Attorneys from SLLS’s Employment and Housing Units teamed up to help Estelle. Getting justice for Estelle took months and several court appearances. More than once, Estelle thought about giving up. She found the legal process confusing and frustrating. The stress of the situation was taking a toll on her health. Without SLLS, Estelle could not have afforded to have an attorney. With SLLS by her side, she continued to fight for what she knew was right. In the end, the court dismissed the eviction and Estelle got to keep her home. The court also found ordered the employers to pay Estelle $23,000 in unpaid wages. Now Estelle’s doesn’t have to worry about losing her home and her future is secure.
*Our client's name has been changed to protect her identity.
PLEASE NOTE BEFORE READING: The names and other identifying information of the individuals portrayed were changed to protect our client’s identity.
Gene hoped to build a better life for himself. When he was a teenager he was charged with a misdemeanor and was sent to jail. After his release, Gene struggled to make a living for himself. While he was qualified for a job at a large Downtown New Orleans Hotel chain the employer refused to accept his job application since he had a criminal background. Gene felt defeated and didn’t know what to do. It seemed as though he would never be able to escape the mistakes of his past.

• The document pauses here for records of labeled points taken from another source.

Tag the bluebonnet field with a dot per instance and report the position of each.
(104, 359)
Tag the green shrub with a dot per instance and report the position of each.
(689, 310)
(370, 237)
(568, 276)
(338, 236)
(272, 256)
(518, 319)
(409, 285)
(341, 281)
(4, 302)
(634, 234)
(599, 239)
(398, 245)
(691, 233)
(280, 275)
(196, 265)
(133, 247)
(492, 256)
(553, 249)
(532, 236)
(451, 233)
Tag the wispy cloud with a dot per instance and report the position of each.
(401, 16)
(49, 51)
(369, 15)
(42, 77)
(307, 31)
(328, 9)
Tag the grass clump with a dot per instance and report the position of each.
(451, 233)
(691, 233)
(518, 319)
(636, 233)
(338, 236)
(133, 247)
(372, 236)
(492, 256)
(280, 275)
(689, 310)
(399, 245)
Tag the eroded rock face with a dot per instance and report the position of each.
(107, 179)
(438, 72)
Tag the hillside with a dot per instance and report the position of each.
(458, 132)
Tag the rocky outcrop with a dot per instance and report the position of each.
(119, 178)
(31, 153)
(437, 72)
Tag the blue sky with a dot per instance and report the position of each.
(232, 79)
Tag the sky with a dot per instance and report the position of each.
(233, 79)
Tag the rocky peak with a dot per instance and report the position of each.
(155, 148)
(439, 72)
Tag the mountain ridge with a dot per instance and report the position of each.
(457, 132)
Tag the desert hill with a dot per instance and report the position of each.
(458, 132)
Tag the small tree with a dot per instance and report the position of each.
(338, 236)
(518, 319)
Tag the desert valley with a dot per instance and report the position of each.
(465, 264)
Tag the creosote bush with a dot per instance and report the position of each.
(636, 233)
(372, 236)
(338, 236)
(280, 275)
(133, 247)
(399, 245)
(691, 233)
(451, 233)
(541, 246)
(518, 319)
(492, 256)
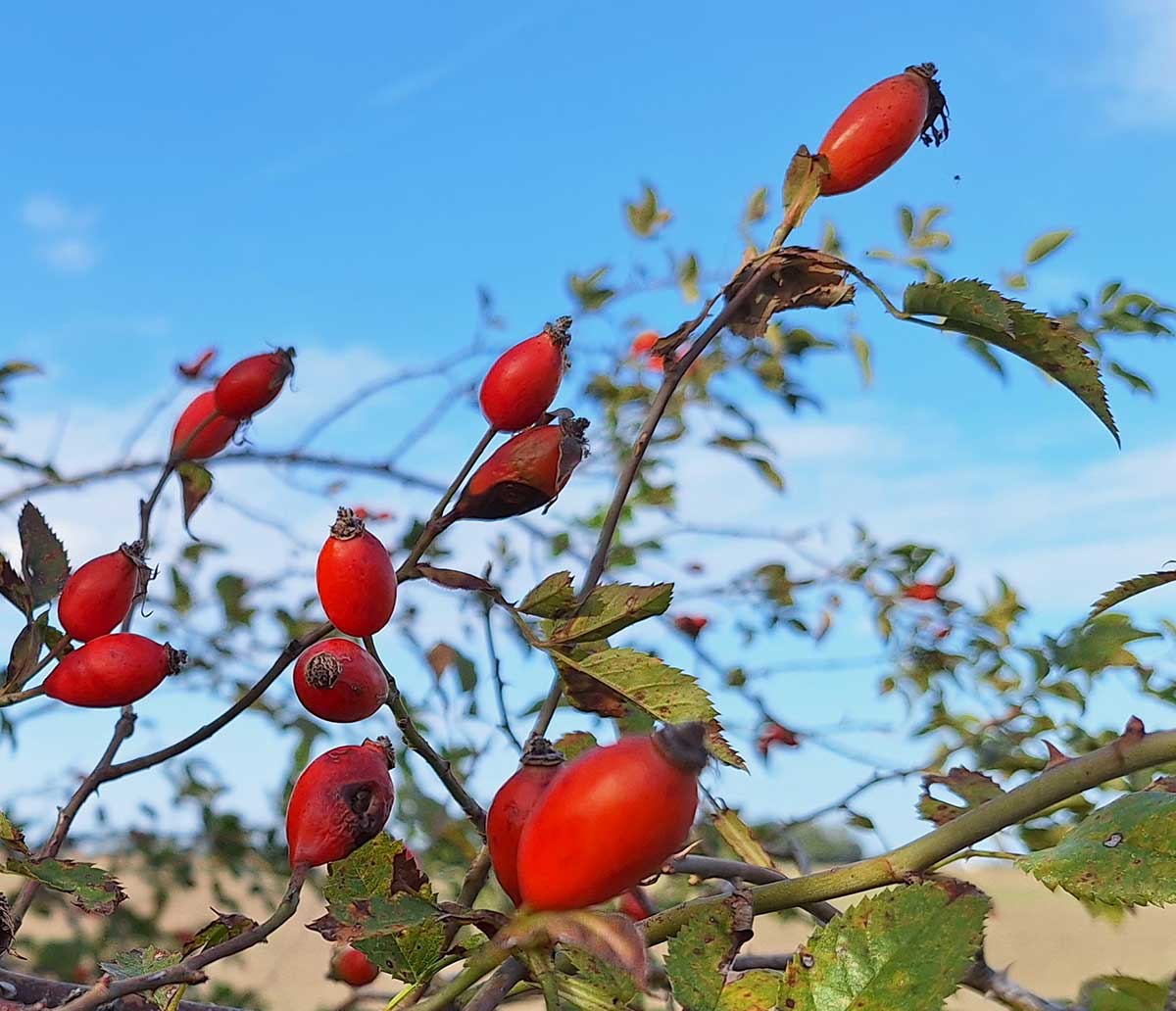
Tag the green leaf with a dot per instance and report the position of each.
(760, 990)
(698, 957)
(89, 888)
(380, 902)
(688, 277)
(658, 689)
(1044, 245)
(1123, 853)
(15, 589)
(141, 962)
(1130, 588)
(646, 216)
(589, 291)
(906, 947)
(11, 838)
(974, 788)
(551, 599)
(612, 608)
(1122, 993)
(974, 309)
(574, 745)
(44, 559)
(195, 485)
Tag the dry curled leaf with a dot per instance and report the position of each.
(793, 277)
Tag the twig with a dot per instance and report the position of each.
(189, 970)
(416, 742)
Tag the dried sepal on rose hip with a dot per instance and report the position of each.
(339, 681)
(352, 967)
(521, 385)
(612, 818)
(880, 126)
(116, 669)
(524, 473)
(356, 577)
(201, 430)
(100, 594)
(342, 798)
(512, 806)
(253, 383)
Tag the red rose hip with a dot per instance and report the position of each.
(524, 473)
(339, 681)
(342, 798)
(612, 818)
(521, 385)
(113, 670)
(100, 594)
(253, 383)
(356, 577)
(352, 967)
(205, 441)
(512, 806)
(880, 126)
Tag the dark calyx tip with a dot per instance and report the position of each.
(322, 670)
(383, 745)
(683, 745)
(560, 332)
(540, 751)
(347, 524)
(175, 658)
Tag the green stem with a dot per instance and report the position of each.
(1127, 753)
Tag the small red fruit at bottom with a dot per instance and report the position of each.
(253, 383)
(635, 905)
(113, 670)
(524, 473)
(612, 818)
(342, 798)
(98, 597)
(352, 967)
(356, 577)
(513, 804)
(521, 385)
(206, 441)
(336, 680)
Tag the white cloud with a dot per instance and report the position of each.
(63, 234)
(1139, 60)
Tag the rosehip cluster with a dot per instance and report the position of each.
(573, 836)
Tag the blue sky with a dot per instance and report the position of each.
(344, 182)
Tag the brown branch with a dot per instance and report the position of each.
(191, 969)
(416, 742)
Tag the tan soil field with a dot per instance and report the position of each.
(1047, 940)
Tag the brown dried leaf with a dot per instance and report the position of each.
(793, 277)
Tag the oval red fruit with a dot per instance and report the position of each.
(612, 818)
(99, 595)
(524, 473)
(206, 441)
(113, 670)
(880, 126)
(352, 967)
(356, 577)
(521, 385)
(339, 681)
(253, 383)
(342, 798)
(512, 806)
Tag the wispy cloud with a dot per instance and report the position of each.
(1138, 70)
(63, 234)
(420, 81)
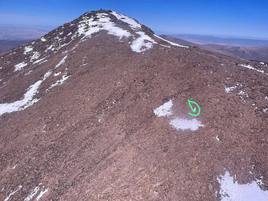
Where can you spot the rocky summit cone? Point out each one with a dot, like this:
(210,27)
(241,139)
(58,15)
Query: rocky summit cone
(97,110)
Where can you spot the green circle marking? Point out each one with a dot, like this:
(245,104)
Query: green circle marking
(194,107)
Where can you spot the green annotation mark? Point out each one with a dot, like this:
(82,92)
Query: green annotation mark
(194,107)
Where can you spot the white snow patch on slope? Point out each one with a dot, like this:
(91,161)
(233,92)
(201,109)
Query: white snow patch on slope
(36,193)
(12,193)
(229,89)
(20,66)
(32,194)
(230,190)
(176,122)
(26,101)
(28,49)
(142,43)
(88,26)
(59,82)
(62,61)
(41,193)
(40,61)
(35,56)
(43,39)
(184,124)
(171,43)
(133,24)
(252,68)
(164,110)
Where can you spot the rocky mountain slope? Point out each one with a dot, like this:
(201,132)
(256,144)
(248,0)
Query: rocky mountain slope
(97,110)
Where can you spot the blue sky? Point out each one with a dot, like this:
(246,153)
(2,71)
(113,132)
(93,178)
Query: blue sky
(239,18)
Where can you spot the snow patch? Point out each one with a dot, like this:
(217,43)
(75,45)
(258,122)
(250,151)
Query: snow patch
(164,110)
(59,82)
(131,22)
(41,193)
(26,101)
(89,26)
(142,43)
(252,68)
(184,124)
(229,89)
(171,43)
(43,39)
(40,61)
(20,66)
(35,56)
(230,190)
(12,193)
(28,49)
(62,61)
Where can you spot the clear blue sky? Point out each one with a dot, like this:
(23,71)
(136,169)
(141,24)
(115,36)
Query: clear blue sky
(246,18)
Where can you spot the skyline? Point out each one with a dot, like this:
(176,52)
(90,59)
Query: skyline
(241,19)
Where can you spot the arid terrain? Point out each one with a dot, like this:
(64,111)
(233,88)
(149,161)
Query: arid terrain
(97,110)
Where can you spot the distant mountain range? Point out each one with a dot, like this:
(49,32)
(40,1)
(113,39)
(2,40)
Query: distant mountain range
(12,32)
(207,39)
(249,49)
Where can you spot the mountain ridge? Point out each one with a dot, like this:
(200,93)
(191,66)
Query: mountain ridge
(96,110)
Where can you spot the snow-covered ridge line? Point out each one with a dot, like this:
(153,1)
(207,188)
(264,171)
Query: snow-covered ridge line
(171,43)
(131,22)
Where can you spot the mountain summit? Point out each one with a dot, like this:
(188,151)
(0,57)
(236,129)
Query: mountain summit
(97,110)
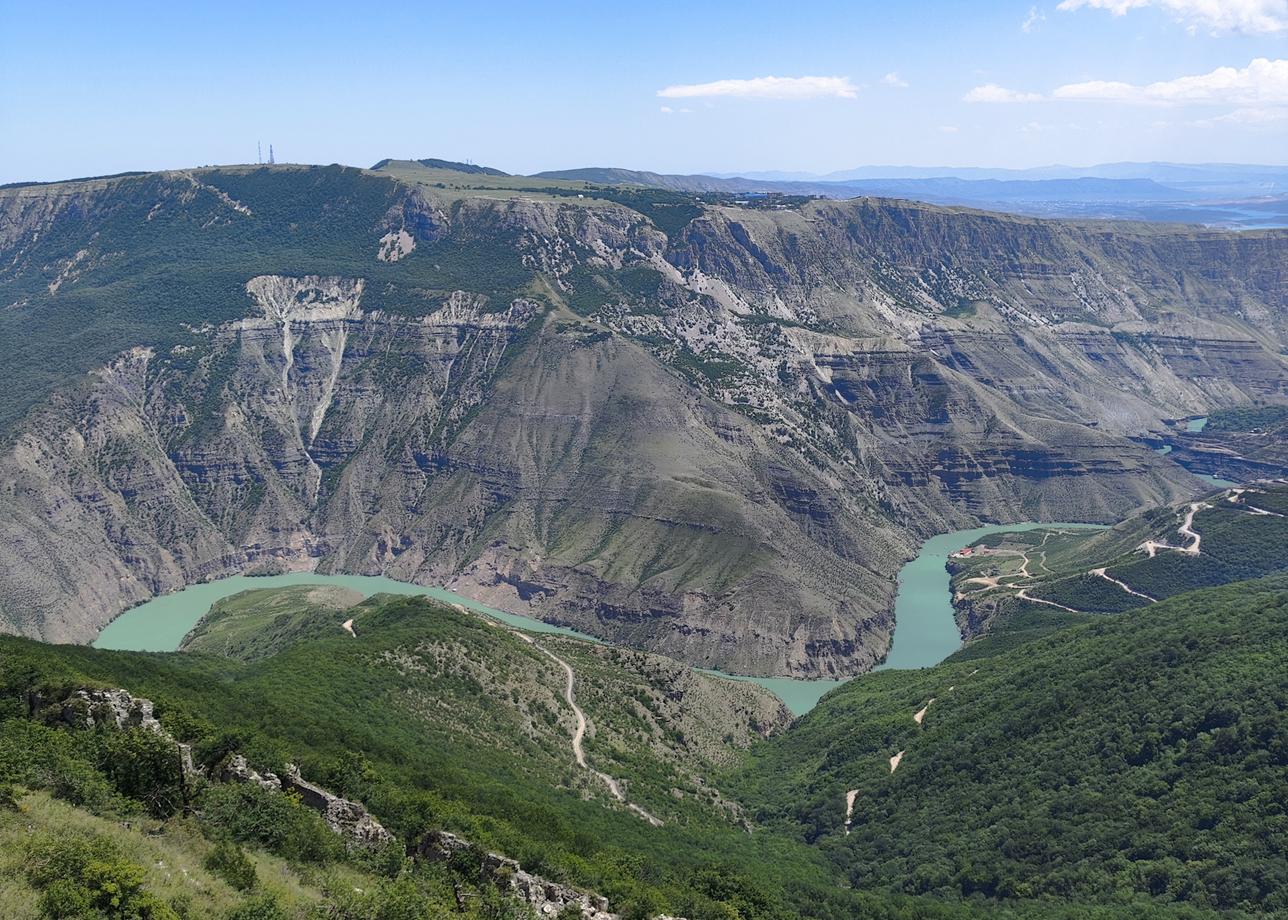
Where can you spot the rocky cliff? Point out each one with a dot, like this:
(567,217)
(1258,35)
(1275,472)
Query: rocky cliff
(716,441)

Then Gene came to Southeast Louisiana Legal Services (SLLS). His SLLS attorney determined he was eligible for an expungement. An expungement would seal his criminal record from public view so it cannot be used against him in the employment or housing application process. SLLS also referred him to our partners at the STRIVE Future Leaders program for job training. Thanks to these efforts, Gene got his record expunged and gained more jobs skills.
When Gene re-applied for the hotel job, his SLLS attorney went with him to advocate for him and help the employer understand the expungement process. The employer reconsidered Gene’s application and decided to give Gene a chance. Now Gene is working full time and making a good living wage, with opportunities for internal advancement. With a stable source of income, he is providing for his minor child and has reunited with his family. Today, Gene is a community leader showing others that mistakes made in the past can be overcome.